Real Estate Cheat Sheet: a new report sees no sign of a bubble burst in 2013
Last week, local real estate observers looked back on the cooldown that took hold of the city’s housing market in 2012. This week, Royal LePage looked ahead to 2013 with a report predicting what the year will bring for buyers and sellers across Canada. Below, we break down the highlights for Toronto’s housing market.
• There will be no bursting bubble: The report echoes the increasingly common view that Toronto won’t suffer a market meltdown. The “fears of a sharp or drawn out collapse are unwarranted,” reads the report, which goes on to explain that the current slowdown is a modest correction due to the fact that home prices have risen more quickly than income for the past three years.

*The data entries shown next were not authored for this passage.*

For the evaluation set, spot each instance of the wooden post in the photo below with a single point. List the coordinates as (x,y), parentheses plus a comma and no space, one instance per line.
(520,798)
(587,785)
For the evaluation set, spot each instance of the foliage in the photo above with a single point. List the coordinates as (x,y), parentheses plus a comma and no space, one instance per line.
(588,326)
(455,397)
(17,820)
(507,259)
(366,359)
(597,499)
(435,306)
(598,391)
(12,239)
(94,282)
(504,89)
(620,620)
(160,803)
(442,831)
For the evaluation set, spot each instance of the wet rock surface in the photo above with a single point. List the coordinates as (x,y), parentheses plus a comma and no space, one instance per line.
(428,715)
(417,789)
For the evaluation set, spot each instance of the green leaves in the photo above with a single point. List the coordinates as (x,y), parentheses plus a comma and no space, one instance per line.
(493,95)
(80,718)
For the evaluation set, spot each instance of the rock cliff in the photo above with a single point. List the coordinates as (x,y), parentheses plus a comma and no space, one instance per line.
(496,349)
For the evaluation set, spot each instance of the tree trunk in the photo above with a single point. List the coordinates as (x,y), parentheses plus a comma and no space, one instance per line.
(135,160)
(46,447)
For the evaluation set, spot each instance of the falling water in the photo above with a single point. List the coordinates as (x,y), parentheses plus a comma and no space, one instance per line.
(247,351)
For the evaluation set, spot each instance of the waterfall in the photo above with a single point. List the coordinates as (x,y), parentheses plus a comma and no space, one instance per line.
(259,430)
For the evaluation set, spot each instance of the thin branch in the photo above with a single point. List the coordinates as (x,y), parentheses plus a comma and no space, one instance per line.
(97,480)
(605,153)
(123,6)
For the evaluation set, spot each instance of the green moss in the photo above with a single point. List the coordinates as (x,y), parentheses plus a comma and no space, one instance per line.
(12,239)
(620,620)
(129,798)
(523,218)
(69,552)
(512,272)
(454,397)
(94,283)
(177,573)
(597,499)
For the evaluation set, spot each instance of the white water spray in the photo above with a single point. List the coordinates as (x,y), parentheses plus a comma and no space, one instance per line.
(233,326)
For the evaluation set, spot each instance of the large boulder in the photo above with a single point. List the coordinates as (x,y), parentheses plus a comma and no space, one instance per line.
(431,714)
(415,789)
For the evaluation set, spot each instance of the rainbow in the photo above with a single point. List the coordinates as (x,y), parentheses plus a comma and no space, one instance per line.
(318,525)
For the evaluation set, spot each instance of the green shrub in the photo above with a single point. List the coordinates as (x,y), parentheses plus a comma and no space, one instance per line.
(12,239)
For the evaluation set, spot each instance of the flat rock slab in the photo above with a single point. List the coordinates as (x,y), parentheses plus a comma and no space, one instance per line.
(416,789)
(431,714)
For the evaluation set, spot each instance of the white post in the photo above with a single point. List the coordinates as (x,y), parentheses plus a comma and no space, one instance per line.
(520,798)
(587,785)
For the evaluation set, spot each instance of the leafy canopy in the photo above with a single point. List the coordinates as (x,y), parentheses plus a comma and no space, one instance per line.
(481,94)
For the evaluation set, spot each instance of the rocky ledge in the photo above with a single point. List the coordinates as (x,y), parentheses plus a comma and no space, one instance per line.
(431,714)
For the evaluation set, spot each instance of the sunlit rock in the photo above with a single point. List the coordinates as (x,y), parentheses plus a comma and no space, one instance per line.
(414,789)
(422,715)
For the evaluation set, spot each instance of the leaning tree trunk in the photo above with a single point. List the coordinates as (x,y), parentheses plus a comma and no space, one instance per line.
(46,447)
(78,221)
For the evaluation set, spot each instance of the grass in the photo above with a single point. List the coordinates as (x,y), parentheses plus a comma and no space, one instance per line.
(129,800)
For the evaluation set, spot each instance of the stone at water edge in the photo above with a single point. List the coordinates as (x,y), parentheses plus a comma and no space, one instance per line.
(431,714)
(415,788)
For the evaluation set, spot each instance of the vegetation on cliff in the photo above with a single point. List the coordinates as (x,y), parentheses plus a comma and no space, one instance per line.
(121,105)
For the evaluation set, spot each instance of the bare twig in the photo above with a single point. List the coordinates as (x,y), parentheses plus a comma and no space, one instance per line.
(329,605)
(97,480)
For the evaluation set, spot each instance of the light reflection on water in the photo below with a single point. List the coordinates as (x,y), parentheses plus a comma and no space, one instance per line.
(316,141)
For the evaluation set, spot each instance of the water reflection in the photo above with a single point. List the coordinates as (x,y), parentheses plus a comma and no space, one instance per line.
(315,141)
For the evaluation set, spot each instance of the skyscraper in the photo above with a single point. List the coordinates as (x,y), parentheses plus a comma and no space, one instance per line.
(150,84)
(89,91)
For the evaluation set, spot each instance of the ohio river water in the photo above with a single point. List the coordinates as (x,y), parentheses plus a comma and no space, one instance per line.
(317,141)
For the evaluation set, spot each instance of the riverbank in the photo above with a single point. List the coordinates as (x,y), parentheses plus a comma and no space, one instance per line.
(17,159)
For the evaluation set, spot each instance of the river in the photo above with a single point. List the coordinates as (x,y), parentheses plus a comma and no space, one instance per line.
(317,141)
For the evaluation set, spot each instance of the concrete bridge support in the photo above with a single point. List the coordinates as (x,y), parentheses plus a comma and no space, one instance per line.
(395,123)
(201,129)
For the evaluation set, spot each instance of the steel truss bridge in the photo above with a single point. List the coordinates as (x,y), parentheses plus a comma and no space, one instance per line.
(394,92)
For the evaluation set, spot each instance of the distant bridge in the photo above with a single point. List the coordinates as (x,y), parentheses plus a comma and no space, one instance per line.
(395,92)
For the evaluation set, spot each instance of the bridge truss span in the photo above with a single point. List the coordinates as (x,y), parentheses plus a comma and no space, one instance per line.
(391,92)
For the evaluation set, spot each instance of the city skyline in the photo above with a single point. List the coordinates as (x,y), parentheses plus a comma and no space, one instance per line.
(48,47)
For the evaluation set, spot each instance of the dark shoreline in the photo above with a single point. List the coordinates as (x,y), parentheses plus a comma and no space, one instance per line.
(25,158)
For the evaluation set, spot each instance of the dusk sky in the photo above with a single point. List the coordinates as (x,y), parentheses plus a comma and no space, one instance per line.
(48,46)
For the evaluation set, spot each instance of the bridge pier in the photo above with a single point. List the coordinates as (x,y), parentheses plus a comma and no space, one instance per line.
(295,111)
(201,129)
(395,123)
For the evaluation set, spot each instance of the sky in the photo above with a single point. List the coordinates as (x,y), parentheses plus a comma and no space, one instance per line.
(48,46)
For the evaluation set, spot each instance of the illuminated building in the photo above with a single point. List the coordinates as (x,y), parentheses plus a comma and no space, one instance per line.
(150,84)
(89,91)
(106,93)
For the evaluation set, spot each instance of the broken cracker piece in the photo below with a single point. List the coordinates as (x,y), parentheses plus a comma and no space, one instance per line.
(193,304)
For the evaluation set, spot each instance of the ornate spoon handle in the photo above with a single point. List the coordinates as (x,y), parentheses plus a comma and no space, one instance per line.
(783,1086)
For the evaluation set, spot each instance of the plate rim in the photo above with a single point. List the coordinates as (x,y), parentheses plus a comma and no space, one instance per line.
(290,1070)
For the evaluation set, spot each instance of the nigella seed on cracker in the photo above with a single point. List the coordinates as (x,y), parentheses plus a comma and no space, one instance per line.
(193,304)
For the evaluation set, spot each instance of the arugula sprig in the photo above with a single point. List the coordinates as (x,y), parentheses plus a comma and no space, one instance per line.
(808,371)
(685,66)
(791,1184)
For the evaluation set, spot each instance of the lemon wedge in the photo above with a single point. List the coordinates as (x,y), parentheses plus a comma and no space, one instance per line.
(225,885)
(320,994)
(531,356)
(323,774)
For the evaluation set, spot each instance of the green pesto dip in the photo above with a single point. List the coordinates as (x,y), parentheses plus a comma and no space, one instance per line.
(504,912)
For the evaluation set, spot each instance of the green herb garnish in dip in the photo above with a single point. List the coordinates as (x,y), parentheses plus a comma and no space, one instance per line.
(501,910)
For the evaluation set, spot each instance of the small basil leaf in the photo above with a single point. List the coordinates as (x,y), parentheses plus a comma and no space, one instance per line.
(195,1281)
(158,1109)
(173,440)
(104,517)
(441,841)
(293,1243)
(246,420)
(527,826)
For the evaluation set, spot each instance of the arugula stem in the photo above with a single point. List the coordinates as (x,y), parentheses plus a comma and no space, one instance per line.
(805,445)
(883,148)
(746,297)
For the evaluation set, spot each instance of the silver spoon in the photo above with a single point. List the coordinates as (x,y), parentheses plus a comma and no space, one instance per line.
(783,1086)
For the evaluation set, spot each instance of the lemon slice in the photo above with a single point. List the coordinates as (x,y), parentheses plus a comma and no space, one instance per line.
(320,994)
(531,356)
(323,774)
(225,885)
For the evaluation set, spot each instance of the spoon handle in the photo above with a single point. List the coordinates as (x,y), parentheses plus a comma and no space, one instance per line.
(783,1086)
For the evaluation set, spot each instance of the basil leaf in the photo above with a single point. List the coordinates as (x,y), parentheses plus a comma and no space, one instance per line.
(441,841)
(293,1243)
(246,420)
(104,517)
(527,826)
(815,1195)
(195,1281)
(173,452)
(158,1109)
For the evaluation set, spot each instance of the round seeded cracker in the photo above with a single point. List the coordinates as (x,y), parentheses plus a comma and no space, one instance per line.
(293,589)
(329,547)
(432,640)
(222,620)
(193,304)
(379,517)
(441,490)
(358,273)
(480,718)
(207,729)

• However, prices won’t rise very much either: The real estate agency predicts that prices for homes will flatten out, with the average price across all categories rising just one per cent to $503,000 from 2012’s $498,000. The more modest sales activity in the second half of 2012 will continue through the first half of 2013, but should improve by the end of the year as employment levels improve.
• The coming year will be good for buyers: Phil Soper, Royal LePage’s president, noted in an accompanying release that the power will shift to the buyers this spring, with more choice for house hunters and more stable prices. That said, in Toronto, there will still be steady demand for single-family homes.
• Royal LePage House Price Survey and Market Survey Forecast [Royal LePage]
ahaha, seriously? so the folks that sell the houses say everything is fine. This is just willful blindness and regurgitating an unbalanced press release is not journalism. Toronto’s market may hang on longer than most, but thinking it’ll just skip over the city is just too ridiculous to ignore. You can do so much better, why bother with garbage like this.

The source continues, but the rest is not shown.